Wihbey, professor da Northeastern University, disse que embora as iniciativas de verificação de factos tenham limites na capacidade de resolver todas as divergências sobre a verdade, são um exemplo do contra-discurso que é crucial para sociedades democráticas e abertas.

“É verdade que, em muitas questões, existem conflitos de valores, não apenas de factos, e é difícil para os verificadores de factos emitirem um veredicto forte sobre qual das partes está certa. Mas, em praticamente qualquer circunstância, um jornalismo bom, rigoroso e baseado no conhecimento pode acrescentar contexto e fornecer pontos adicionais relevantes em torno das questões em debate”, disse ele.

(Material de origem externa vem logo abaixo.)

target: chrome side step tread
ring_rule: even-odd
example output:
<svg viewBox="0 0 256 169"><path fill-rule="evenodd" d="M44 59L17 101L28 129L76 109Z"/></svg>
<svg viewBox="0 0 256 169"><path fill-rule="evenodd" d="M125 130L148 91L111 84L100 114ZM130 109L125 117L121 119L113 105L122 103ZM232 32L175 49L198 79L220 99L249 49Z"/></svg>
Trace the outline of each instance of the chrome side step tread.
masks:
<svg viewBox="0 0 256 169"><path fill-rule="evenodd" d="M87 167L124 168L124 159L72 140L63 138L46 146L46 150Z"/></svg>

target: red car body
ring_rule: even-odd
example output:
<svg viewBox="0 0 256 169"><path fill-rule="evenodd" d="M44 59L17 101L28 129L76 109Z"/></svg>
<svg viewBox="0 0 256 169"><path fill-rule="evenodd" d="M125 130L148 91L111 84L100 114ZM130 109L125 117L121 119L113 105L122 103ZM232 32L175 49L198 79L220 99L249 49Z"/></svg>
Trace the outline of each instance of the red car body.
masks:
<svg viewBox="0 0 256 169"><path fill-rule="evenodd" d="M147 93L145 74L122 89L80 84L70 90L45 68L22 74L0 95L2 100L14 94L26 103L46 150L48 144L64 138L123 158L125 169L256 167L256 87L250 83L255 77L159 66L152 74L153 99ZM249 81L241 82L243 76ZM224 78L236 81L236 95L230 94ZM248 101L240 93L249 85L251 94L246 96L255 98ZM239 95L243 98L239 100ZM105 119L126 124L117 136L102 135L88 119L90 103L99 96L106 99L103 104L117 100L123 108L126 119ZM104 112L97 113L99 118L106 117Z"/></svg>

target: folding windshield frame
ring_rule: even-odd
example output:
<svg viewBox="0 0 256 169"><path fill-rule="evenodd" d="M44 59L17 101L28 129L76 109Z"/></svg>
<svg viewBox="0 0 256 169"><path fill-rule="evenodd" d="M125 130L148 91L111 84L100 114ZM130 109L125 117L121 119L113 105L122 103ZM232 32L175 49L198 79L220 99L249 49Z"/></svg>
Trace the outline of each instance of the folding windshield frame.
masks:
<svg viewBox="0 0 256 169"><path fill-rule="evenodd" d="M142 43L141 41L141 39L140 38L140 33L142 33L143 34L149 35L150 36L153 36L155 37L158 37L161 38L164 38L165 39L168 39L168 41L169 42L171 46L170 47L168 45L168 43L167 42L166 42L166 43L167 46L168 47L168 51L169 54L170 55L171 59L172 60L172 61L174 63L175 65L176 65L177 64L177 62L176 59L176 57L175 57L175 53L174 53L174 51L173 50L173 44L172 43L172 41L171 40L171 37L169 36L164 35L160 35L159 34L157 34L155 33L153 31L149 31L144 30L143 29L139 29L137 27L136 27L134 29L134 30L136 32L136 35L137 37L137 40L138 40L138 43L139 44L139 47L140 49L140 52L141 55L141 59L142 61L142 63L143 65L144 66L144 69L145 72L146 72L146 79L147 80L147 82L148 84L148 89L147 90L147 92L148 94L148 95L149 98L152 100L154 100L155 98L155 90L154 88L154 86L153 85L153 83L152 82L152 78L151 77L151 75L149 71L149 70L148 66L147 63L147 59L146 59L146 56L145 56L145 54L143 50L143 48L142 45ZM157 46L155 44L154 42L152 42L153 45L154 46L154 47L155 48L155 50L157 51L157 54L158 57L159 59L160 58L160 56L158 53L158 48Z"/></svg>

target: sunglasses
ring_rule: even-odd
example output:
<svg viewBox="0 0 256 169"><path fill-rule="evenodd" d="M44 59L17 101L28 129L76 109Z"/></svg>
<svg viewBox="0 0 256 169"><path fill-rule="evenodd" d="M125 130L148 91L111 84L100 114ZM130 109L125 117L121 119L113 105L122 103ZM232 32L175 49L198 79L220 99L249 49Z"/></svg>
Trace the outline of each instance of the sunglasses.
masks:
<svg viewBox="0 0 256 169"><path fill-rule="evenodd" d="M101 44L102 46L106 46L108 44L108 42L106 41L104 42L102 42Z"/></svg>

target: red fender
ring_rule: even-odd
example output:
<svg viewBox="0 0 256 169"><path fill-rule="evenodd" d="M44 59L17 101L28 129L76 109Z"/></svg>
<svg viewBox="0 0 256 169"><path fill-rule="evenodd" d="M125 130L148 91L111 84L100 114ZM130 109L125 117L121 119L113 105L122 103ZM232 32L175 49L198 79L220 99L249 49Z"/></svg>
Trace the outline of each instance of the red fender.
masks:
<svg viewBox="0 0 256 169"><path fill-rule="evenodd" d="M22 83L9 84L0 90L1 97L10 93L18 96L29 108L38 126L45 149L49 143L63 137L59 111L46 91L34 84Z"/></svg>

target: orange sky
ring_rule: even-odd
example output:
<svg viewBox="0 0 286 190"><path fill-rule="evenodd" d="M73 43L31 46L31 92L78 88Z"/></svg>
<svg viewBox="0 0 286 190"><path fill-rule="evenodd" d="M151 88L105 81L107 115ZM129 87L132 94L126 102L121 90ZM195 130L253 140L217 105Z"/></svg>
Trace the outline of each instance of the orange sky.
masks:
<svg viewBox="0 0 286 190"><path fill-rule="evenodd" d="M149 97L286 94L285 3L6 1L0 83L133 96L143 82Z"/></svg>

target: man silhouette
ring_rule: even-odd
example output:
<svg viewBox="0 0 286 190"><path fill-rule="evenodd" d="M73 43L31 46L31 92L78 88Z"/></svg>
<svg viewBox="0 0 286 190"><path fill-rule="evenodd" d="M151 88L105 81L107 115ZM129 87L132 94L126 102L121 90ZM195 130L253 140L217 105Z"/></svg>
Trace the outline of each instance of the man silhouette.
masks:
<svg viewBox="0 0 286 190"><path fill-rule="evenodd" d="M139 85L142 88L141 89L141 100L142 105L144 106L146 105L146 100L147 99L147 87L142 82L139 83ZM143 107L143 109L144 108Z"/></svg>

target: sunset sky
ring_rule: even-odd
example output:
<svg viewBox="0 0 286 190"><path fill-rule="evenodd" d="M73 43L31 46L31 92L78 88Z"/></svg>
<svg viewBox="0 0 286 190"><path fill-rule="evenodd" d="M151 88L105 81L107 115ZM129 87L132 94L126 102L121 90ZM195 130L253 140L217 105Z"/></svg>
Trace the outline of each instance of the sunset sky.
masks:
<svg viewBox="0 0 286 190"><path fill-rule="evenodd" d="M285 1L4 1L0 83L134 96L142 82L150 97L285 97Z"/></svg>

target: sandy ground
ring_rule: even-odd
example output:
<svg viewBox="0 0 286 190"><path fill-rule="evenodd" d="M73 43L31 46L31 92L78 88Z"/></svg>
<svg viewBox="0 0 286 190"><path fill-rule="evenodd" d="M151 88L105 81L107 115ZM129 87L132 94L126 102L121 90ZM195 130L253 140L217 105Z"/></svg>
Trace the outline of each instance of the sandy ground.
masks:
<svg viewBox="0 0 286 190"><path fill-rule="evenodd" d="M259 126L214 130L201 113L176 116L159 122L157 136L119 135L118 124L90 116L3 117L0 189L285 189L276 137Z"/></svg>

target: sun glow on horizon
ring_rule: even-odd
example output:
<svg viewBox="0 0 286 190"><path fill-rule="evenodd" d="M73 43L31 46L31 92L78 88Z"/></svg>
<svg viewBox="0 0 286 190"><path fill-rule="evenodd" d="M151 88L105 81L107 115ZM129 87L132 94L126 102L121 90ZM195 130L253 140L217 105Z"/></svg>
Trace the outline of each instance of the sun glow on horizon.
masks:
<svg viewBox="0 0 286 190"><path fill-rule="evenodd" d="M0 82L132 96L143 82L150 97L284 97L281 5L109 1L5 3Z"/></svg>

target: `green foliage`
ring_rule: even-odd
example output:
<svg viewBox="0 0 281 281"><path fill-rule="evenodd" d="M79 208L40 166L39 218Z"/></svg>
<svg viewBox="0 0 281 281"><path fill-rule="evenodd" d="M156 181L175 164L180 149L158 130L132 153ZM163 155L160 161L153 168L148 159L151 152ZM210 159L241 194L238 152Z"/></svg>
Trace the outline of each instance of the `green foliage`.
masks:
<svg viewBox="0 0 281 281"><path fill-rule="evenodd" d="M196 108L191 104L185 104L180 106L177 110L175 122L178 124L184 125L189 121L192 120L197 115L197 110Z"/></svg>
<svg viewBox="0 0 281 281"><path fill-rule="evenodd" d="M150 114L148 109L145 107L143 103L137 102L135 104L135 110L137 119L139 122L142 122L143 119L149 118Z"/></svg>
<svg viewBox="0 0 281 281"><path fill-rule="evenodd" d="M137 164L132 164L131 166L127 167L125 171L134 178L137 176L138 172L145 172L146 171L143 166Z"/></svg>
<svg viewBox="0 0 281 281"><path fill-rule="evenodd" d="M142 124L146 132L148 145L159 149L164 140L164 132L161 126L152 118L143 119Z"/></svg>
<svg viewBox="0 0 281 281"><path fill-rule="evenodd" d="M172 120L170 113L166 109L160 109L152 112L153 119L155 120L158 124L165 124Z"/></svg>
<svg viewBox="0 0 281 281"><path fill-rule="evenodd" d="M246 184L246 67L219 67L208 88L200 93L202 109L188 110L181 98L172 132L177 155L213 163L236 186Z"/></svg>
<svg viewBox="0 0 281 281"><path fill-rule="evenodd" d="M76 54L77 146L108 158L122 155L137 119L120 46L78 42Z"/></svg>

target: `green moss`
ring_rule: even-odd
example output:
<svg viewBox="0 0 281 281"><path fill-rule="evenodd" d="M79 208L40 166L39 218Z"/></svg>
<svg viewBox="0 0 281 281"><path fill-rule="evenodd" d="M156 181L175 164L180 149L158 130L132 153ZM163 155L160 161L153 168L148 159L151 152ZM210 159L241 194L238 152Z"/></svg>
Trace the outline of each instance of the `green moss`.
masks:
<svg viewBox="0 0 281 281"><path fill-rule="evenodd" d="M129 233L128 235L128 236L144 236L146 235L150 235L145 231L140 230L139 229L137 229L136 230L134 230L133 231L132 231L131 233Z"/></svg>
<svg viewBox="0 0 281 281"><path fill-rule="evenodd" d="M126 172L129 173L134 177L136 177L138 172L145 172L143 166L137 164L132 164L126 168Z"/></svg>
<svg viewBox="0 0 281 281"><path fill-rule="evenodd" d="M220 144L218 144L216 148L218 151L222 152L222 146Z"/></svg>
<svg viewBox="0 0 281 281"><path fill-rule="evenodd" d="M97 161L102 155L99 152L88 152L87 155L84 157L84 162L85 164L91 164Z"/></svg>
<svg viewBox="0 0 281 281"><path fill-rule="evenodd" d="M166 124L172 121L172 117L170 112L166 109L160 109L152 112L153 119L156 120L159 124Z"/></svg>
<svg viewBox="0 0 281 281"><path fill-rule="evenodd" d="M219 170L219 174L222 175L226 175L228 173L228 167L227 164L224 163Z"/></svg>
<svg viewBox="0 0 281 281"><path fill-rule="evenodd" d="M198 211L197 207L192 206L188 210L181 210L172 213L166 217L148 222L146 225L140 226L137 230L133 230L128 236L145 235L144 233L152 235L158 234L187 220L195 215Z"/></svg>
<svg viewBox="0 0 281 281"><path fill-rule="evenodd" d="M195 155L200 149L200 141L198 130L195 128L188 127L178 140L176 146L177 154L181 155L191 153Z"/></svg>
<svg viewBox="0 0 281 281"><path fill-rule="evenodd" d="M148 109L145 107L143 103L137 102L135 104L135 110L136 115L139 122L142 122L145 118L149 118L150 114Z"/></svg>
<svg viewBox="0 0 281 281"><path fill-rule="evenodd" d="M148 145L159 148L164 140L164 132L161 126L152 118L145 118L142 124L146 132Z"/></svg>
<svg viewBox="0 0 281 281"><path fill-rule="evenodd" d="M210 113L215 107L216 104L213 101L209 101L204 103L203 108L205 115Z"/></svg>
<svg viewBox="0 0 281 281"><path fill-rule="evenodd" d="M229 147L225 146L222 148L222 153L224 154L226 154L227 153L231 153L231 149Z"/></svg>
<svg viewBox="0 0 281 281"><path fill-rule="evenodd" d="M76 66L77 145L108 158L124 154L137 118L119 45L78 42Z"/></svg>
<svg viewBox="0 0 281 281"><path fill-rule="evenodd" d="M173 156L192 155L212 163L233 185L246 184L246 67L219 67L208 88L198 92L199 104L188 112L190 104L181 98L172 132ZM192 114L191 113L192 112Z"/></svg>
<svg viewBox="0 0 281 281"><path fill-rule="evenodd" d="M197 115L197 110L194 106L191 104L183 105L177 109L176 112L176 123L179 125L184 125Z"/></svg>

“A situação de discurso ideal numa sociedade democrática é aquela em que pontos de vista conflitantes se chocam e a verdade prevalece.”

Embora estudos tenham demonstrado que os esforços de verificação de factos podem ter um efeito positivo no combate à desinformação, o efeito parece ser modesto, sobretudo devido à grande quantidade de informação online.

Um megaestudo de 2023 envolvendo cerca de 33.000 participantes nos EUA descobriu que os rótulos de advertência e a educação em literacia digital aumentaram a capacidade dos participantes de classificar corretamente as manchetes como verdadeiras ou falsas – mas apenas em cerca de 5-10 por cento.

Donald Kimball, editor do Tech Exchange do Washington Policy Institute, uma afiliada da conservadora State Policy Network, disse que as iniciativas de verificação de factos, em muitos casos, não conseguiram mudar as opiniões, da mesma forma que banir Trump das principais plataformas de redes sociais não o fez. seus seguidores desaparecem.

“Penso que na nova economia mediática a 'verificação de factos' uma ideia já não a mata”, disse Kimball à Al Jazeera.

“Talvez na mídia tradicional fosse fácil eliminar qualquer narrativa alternativa, mas agora as pessoas podem ver o bando de indivíduos que concordam com elas. Você não fica mais louco por discordar da verificação de fatos quando vê outros grupos e comunidades questionando-a. Também acho que as pessoas estão cansadas de ouvir que o que veem claramente à sua frente é errado.”

Trunfo
O presidente eleito dos EUA, Donald Trump, fala durante uma reunião com os republicanos da Câmara no hotel Hyatt Regency em Washington, DC, Estados Unidos, em 13 de novembro de 2024 [Allison Robbert/Pool via Reuters]

Quanto ao futuro das iniciativas de verificação de factos?

Wihbey disse que a história da mídia está repleta de novas formas de jornalismo que surgiram e desapareceram em resposta às mudanças nas circunstâncias sociais, culturais e políticas.

“Talvez o movimento de verificação de factos seja reinventado de novas formas, mas a forma precisa dos meios de comunicação e a marca mudarão – talvez já não se chame 'verificação de factos'”, disse ele.

“O que espero que não percamos é o impulso do jornalismo para perseguir realidades empíricas tanto quanto for humanamente possível. Isto não significa algum tipo de arrogância e sensação de que o jornalismo tem todas as respostas. Mas penso que uma abordagem empírica pragmática – que afirma que estamos abertos a mudar de ideias – e que procura coerência nos padrões de facto e aceita o debate aberto, é a postura adequada do jornalismo profissional.”